The previous bench (SplatBench v0) was hand-curated: a human ran the encoders locally, parsed the output, and pasted into a JSON. v3 removes that step so credibility scales — adding a column doesn't cost a human afternoon, and there's no temptation to skip a scene that didn't look good.

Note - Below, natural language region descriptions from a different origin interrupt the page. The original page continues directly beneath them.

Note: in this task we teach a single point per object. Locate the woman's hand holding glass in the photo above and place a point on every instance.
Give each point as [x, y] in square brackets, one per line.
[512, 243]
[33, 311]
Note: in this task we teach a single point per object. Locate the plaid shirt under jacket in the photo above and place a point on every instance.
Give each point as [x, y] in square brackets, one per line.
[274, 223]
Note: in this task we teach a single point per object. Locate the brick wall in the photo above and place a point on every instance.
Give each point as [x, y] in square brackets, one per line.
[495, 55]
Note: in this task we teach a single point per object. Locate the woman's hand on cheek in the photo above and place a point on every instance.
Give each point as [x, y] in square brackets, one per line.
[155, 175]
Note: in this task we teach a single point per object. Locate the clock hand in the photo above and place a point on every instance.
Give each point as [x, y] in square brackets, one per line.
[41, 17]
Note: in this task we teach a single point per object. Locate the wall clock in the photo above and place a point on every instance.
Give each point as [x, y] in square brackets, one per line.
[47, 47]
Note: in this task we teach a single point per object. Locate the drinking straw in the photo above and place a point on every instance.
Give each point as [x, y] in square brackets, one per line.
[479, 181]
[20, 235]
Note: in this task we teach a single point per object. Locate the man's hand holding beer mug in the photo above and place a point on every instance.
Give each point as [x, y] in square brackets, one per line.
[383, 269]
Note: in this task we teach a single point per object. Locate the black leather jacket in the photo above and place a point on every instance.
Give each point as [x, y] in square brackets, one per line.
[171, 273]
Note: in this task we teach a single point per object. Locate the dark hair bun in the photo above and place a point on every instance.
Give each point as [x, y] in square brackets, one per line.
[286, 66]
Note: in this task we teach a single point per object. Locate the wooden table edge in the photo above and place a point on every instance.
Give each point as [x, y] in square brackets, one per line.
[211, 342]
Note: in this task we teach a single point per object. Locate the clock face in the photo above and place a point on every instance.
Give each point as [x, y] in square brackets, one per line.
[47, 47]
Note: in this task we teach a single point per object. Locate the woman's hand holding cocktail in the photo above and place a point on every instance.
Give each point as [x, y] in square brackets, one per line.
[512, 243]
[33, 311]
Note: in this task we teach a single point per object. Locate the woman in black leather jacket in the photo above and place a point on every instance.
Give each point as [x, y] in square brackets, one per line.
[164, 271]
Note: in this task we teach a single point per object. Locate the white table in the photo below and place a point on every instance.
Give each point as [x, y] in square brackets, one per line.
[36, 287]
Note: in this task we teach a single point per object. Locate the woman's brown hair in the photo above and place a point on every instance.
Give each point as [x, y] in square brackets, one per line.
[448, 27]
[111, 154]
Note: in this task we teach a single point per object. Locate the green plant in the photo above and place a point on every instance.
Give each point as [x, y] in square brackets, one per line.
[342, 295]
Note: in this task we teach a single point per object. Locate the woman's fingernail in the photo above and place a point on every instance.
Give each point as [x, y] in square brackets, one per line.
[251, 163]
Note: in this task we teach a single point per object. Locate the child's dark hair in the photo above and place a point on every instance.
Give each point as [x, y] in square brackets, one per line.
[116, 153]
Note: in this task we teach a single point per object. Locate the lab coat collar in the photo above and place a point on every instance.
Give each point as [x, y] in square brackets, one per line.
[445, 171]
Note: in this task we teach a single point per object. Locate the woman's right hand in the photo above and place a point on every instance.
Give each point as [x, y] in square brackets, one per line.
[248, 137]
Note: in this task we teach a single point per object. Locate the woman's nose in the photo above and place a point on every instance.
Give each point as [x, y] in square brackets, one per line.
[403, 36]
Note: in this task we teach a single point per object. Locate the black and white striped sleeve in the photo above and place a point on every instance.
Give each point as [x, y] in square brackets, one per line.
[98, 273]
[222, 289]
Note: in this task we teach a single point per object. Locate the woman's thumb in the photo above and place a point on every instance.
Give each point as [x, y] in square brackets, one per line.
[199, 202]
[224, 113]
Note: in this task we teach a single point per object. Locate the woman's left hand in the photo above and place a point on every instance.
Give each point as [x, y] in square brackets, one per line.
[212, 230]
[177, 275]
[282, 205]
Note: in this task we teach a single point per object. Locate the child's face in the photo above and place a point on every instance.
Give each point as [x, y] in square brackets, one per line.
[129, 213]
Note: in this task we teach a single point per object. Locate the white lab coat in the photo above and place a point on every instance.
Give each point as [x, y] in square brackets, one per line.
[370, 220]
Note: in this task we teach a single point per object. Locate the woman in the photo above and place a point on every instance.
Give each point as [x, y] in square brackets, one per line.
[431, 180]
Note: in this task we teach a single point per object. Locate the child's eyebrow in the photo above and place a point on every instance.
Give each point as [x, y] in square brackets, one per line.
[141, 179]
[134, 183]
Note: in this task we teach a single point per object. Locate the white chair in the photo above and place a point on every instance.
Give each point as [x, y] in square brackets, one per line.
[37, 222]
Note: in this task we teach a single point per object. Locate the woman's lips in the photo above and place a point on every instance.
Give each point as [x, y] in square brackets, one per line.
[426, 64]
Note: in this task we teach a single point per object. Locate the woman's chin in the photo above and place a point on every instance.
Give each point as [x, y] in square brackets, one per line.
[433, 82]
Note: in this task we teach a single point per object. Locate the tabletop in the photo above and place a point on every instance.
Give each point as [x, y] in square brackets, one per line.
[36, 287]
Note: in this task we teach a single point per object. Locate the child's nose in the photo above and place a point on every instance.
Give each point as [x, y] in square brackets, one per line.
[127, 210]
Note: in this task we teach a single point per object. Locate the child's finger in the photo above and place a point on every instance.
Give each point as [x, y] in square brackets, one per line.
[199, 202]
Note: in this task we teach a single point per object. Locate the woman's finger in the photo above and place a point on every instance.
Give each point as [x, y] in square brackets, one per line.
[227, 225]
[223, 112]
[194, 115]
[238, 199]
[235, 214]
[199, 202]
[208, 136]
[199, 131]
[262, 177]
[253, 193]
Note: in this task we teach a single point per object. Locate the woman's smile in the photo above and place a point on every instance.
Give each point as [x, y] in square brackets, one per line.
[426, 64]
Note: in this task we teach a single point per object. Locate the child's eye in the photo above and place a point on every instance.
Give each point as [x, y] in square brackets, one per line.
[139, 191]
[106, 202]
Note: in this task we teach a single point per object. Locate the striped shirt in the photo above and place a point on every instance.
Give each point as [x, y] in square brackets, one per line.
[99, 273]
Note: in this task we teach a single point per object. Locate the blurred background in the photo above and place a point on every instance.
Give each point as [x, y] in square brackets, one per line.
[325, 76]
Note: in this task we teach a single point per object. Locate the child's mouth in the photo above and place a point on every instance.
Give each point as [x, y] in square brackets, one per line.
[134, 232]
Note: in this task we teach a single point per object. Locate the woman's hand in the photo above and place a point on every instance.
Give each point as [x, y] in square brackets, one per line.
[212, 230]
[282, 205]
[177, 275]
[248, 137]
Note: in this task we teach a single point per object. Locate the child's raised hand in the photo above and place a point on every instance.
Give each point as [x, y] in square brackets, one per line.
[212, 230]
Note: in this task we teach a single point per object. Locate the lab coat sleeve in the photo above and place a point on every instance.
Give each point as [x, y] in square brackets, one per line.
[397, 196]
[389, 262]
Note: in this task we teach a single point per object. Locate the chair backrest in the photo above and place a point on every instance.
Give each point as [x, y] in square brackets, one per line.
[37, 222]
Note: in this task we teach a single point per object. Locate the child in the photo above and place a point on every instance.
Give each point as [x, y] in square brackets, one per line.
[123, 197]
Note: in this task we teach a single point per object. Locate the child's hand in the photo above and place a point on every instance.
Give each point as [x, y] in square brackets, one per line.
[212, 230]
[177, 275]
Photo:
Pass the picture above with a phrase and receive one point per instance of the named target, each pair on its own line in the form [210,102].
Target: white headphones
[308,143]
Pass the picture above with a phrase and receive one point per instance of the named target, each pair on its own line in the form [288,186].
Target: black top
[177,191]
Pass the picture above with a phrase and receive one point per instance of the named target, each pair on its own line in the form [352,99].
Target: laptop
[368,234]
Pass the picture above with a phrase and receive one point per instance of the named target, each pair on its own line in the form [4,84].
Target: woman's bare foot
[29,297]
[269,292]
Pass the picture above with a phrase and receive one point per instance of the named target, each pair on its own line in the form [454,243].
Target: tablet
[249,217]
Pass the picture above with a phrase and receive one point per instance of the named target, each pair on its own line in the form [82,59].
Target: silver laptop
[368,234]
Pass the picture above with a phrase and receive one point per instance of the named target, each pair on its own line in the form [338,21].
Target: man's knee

3. Determinism & reproducibility

The matrix is idempotent on the same commit within a small tolerance:

Scene hashes are pinned in manifest.json. First successful workflow run computes the blake3 of the resolved PLY; subsequent runs verify the hash matches before encoding.
Per-cell run id is deterministic: sha256(commit | preset | scene)[:16]. Modal correlation IDs and on-disk artifacts use this so re-running on the same commit finds (and may reuse) prior work.
Encoder seeds are pinned at the preset level: every trainer (Scaffold-GS, vanilla 3DGS, HAC++) uses seed=42 for the QAT retrain pass.
Stochastic tolerance: re-runs on the same commit should reproduce numbers within ±0.01 dB. The aggregator's drop guard fires at 0.3 dB so stochastic flapping never causes a false positive.

4. Adding a preset

Deploy the encoder as a Modal app. The entrypoint must accept (preset, blob_url, filename, run_id) and return the cell envelope.
Register the dispatch URL in apps/worker/worker.py:PRESET_DISPATCH_URLS and the preset value in benches/scenes/manifest.json:presets.
Add the (Modal-app, function) tuple to benches/splatbench-v3-dispatch.py:PRESET_TO_MODAL.
Open a PR; the regression-alert workflow will post a comment showing what cells the new preset will fill on merge.

5. Adding a scene

Append an entry to benches/scenes/manifest.json:

{
  "id": "myscene_iter7k",
  "splatCount": 0,
  "bytesIn": 0,
  "shDegree": 3,
  "hash": "pending:first-bench-run",
  "sourceUrl": "https://your-host/point_cloud.ply",
  "license": "CC-BY-4.0 or compatible open license",
  "class": "outdoor-scene",
  "evalCameras": 24,
  "dataset": "your-dataset",
  "presetAllowList": null
}

The first successful workflow run pins the hash + splat count + byte size. Scenes with restrictive licenses go through presetAllowList to skip presets that re-upload the PLY publicly.

6. Budget & safety

Each full matrix run is bounded by the Modal workspace concurrency cap (~10 parallel A100 slots) and the workspace $50 cap. A typical full run (7 presets × 14 scenes = 98 cells) with the current preset mix costs $30–$60 depending on which premium-tier QAT cells fire. The workflow can be disabled at any time via gh workflow disable splatbench-v3.